Let $I^{n}\overset{_\mathrm{def}}{=}\left\{x=\left(x_{1}, \ldots, x_{n}\right) \in \mathbb{R}^{n}|\;\;a_i\leq x_{i} \leq b_{i}\,;\; i=1, \ldots, n\right\}$ be an $n$-dimensional closed interval and $I$ a closed interval $[a, b] \subset \mathbb{R}$.
Proposition. Let $f \in C^0(I^n\times I,\mathbb{R})$. If for all $(x_1,\ldots,x_n)\in I^n$ there is a $t^\ast\in [a,b]$ such that $f(x_1,\ldots,x_n,t^\ast)=0$ then the function $$ m(x_1,\ldots,x_{n-1},x_{n})=\inf\{t\in [a,b] : f(x_1,\ldots,x_{n-1},x_{n},t)=0\} $$ is also continuous on the $I^n$.
Can anyone suggest a mathematical analysis textbook that contains proof of this Proposition?

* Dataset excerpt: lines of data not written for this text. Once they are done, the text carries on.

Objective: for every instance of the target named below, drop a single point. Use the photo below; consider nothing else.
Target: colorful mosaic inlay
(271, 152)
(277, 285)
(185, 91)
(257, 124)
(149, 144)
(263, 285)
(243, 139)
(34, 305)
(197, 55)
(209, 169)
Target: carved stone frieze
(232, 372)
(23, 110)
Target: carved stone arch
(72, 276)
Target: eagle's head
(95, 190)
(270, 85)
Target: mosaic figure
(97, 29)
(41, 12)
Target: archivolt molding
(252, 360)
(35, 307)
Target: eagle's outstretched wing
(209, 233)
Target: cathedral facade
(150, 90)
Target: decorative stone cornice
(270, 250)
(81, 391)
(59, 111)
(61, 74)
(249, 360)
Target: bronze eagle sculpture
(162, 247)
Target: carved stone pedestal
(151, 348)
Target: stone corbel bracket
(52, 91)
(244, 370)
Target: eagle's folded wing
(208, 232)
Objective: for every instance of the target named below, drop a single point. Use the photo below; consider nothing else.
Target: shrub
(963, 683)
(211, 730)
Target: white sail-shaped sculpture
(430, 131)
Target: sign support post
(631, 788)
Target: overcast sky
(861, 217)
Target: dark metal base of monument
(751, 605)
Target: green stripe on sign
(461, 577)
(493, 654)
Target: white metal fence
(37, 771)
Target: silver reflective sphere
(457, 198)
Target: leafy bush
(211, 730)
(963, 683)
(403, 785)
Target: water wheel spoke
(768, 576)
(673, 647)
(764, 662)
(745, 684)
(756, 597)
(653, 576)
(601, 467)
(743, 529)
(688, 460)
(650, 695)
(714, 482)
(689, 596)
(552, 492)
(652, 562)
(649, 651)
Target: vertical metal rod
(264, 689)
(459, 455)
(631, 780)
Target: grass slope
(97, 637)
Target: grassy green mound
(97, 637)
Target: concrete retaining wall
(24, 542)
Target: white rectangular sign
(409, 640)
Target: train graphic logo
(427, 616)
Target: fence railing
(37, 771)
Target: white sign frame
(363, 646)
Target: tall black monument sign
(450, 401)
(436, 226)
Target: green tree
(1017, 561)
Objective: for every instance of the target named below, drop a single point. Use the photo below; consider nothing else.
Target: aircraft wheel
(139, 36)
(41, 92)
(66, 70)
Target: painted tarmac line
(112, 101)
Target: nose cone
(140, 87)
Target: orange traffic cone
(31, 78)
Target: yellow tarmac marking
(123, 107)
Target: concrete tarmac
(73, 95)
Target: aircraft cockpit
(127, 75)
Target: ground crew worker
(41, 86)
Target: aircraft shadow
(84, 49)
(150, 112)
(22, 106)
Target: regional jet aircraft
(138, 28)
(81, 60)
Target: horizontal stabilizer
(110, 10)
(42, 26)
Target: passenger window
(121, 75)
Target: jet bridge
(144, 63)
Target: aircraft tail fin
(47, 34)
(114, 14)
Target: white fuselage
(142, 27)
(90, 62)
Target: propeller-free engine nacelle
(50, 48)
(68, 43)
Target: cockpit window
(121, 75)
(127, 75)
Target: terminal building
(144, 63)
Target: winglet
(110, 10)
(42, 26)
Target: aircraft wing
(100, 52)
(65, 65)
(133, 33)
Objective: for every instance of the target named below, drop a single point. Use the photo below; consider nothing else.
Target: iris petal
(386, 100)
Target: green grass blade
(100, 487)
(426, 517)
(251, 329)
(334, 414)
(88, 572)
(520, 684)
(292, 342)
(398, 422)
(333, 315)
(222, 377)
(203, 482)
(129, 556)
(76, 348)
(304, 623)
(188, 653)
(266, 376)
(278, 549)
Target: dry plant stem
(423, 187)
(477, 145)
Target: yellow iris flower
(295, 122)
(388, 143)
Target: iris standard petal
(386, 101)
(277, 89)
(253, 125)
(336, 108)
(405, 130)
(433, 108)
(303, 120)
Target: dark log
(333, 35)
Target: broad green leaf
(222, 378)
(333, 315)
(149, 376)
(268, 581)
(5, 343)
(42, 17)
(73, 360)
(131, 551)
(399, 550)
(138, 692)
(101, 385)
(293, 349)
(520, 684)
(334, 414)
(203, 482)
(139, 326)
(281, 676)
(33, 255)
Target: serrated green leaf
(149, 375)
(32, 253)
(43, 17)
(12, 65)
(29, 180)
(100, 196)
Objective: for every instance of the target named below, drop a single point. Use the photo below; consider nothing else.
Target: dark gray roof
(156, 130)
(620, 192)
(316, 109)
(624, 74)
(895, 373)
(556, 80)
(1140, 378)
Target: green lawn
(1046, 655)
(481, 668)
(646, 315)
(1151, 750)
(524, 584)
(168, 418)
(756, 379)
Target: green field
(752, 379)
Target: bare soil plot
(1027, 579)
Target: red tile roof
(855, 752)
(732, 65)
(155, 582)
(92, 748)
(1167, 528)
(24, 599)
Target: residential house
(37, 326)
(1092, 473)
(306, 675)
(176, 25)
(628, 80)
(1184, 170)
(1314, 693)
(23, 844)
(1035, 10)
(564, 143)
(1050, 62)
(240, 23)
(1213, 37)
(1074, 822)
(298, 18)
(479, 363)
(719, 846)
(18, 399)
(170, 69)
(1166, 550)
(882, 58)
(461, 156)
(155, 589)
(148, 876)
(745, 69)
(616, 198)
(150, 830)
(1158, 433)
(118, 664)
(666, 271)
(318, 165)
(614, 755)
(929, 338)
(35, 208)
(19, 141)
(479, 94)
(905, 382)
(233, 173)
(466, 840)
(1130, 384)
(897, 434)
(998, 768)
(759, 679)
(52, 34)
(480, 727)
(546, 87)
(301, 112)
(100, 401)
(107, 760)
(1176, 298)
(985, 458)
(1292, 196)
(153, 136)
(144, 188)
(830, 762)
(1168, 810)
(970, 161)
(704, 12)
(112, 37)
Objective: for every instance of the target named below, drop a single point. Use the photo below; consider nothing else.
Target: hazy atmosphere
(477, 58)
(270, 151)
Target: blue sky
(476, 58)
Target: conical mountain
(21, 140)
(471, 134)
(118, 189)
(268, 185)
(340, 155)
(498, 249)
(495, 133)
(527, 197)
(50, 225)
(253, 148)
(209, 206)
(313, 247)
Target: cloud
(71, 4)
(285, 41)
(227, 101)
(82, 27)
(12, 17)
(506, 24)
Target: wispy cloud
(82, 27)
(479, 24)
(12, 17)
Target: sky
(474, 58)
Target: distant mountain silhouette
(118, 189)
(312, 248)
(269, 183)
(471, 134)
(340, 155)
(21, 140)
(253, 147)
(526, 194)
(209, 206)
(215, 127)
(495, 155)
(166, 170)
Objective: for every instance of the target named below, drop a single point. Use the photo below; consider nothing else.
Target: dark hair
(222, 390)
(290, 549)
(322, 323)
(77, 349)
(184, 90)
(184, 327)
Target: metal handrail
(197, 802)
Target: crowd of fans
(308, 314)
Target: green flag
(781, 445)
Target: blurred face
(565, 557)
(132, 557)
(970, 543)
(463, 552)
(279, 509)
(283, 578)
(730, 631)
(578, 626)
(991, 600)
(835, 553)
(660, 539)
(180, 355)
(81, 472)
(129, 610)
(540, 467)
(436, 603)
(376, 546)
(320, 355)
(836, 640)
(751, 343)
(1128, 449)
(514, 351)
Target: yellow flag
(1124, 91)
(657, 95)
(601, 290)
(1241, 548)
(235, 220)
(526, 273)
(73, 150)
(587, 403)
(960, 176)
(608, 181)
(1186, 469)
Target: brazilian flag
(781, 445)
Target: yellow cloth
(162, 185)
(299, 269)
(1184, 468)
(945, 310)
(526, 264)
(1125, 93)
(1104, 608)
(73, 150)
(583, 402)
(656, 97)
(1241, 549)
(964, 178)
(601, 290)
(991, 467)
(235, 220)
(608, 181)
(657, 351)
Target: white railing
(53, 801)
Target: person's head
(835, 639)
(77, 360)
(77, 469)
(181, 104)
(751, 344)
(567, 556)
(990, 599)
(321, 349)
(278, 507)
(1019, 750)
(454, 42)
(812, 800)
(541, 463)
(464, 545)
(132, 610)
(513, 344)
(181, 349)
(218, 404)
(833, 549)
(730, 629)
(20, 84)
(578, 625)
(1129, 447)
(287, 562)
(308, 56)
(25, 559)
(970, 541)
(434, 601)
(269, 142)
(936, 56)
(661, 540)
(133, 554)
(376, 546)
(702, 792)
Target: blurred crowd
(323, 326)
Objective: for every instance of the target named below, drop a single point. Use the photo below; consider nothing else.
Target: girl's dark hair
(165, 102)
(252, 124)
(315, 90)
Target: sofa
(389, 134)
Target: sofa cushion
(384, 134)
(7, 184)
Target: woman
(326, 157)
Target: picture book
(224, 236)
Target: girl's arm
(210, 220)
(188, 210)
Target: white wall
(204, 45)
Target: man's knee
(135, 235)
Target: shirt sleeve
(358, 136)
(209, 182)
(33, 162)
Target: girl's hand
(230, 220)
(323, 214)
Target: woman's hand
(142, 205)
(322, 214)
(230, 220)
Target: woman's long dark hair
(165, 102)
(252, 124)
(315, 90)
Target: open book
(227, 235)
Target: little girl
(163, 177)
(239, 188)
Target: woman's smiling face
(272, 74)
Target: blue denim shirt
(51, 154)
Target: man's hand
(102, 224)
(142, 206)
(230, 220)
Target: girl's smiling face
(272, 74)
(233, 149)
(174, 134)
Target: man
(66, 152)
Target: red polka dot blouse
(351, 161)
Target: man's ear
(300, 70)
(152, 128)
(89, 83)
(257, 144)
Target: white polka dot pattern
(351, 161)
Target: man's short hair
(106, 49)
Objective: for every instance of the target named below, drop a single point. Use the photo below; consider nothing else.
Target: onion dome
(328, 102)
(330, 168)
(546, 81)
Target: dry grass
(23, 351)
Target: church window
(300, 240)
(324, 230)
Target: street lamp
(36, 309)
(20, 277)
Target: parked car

I have already sought proof of this result in classic textbooks of mathematical analysis such as
- Real Mathematical Analysis by Charles Chapman Pugh.
- Principles of Mathematical Analysis by Walter Rudin
- Mathematical Analysis I by V. A. Zorich
but without success.
An example: Let $g(t)=1$ for $t\leq 1$ and $g(t)=2-t$ for $t>1$. Let $[a, b]=[-3, 3]$. Let $$ f(x_1, ...,x_n, t)=(x_1^2+x_2^2+...+x_n^2+t^2)g(t), $$ Thus if $(x_1, ...,x_n)\neq 0$ we have $m(x_1, ...,x_n)=2$, while $m(0, ... ,0)=0$.
In general one can only show $m$ is lower semicontinuous.
If one assumes $t^*$ is unique, one can prove the conclusion, but then the $\inf$ in the definition of $m$ looks funny.